Local legislators: Support plans to lower rural health insurance costs in Colorado (column)
Editor’s note: Find a cited version of this column at http://www.vaildaily.com.
We read with interest Chris Romer’s letter to the state’s Commissioner of Insurance that was published in the Vail Daily on Friday, June 22, titled “Collaboration is key in lowering rural health care costs” and write today to express our support for the concept of a local health insurance option to support Eagle County businesses and their employees.
As your elected officials to the State Legislature, both of us are acutely aware of the problem of high health insurance costs in our county and region. We hear from Eagle County residents constantly about their frustration with the rising costs of insurance.
Given that Eagle County and the surrounding mountain counties are subject to some of the highest health insurance premiums in the state and the country, that frustration is completely justified. The Vail Valley Partnership’s plan to create a health insurance co-op is a local and market-based solution that will bring much-needed competition to our region.
As the state legislators that represent Eagle County, we have both been very eager to be the lead sponsors of several bills at the Capitol that would alleviate and attempt to fix the problem of health insurance costs and regional disparity.
In particular, we were especially proud to carry a bill in the 2018 session that would have set the wheels in motion for a local solution just like the Vail Valley Partnership is proposing. That bill, HB18-1384, instructed the Division of Insurance to study how to get this co-op plan up and running by February 2019, as well as two other plans to increase insurance competition: a Medicaid buy-in option and a public-private partnership insurance plan.
These concepts have broad support across the political spectrum, especially on the Western Slope, where insurance hikes hit everyone, regardless of political party. That is why our bill to bring more insurance options had bipartisan sponsorship in both chambers and passed the full House of Representatives with a large bipartisan vote. Unfortunately, when it went over to the Colorado Senate, a five-member Republican-controlled committee defeated it on a 3-2, party-line vote.
You can count on us to continue to make the goal of reducing health insurance costs a top priority when the legislature reconvenes in January.
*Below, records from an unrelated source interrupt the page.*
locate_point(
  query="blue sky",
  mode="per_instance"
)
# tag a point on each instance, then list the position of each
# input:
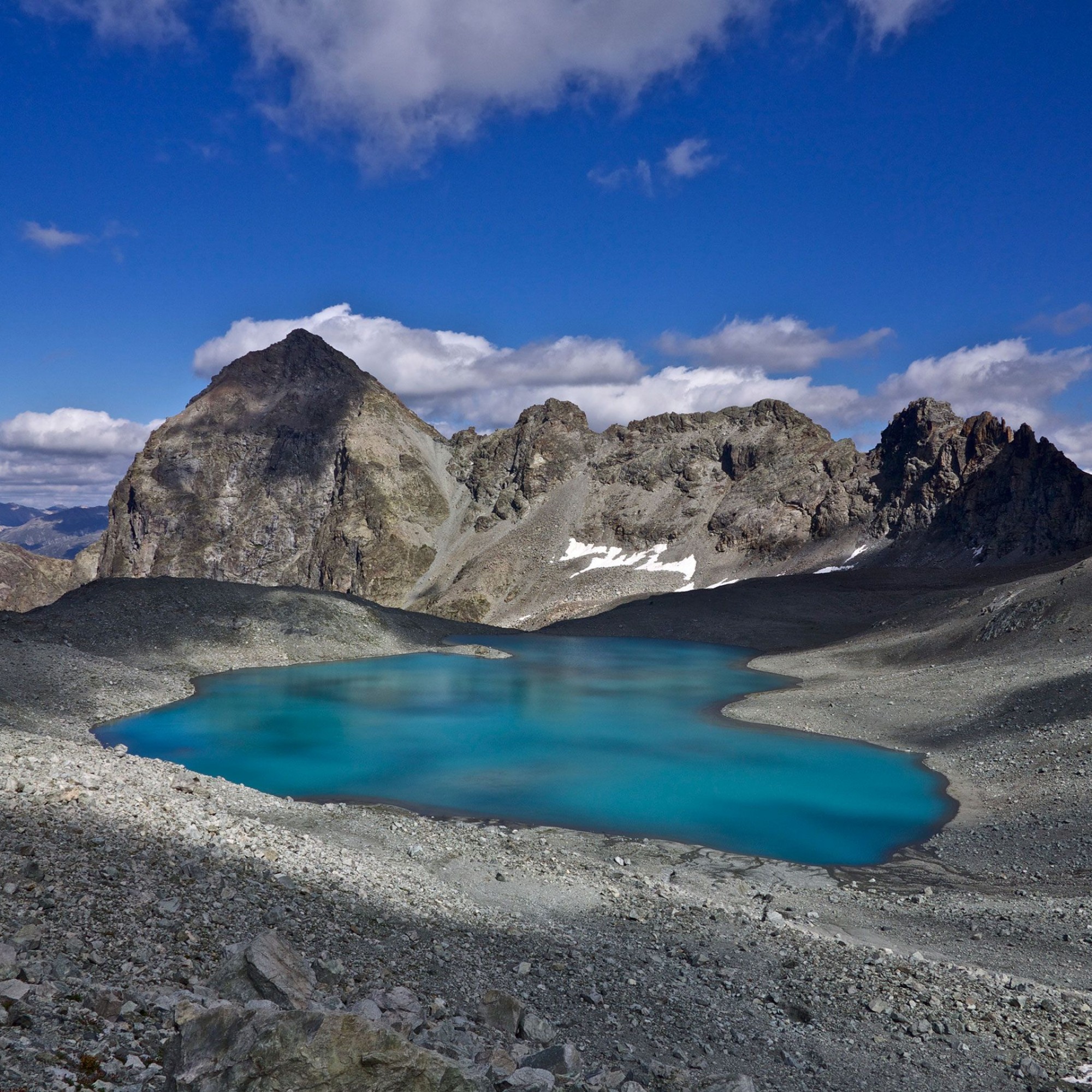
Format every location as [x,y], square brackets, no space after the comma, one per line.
[847,205]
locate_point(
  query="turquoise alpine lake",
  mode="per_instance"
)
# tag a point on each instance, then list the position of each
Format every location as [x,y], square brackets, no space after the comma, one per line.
[621,735]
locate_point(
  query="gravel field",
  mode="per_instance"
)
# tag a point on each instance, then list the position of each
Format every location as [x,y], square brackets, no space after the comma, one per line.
[962,965]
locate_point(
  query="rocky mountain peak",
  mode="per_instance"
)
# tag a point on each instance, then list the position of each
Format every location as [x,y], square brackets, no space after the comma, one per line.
[301,359]
[296,468]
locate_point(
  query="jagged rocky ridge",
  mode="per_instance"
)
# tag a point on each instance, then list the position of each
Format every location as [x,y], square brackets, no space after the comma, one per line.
[296,468]
[30,580]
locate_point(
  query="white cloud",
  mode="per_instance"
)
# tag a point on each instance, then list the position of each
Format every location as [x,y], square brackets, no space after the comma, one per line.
[73,457]
[690,158]
[454,379]
[53,238]
[886,18]
[785,345]
[1006,378]
[406,75]
[409,74]
[74,432]
[149,21]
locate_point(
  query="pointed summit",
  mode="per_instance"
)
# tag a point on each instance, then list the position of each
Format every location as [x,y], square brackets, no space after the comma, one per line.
[293,467]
We strongly believe HB1384 created options to get us on the right path, and we look forward to pursuing that concept again.
However, in the absence of legislative action, we applaud and support local efforts such as the one being led by the Vail Valley Partnership and hope our state government will, too. Its idea is innovative, well-reasoned and a practical solution to this problem. It is working in other states, and it is time for Colorado to adopt this model.
As Romer stated, “Local providers are willing to work with local partners to provide local solutions,” and we call on the Division of Insurance and other relevant state agencies to work with the Vail Valley Partnership and other local efforts across the state to allow this to happen.
Too many families in Eagle County are struggling to make a living here because of the lack of competition in the health insurance market.
We can and must do something to change that.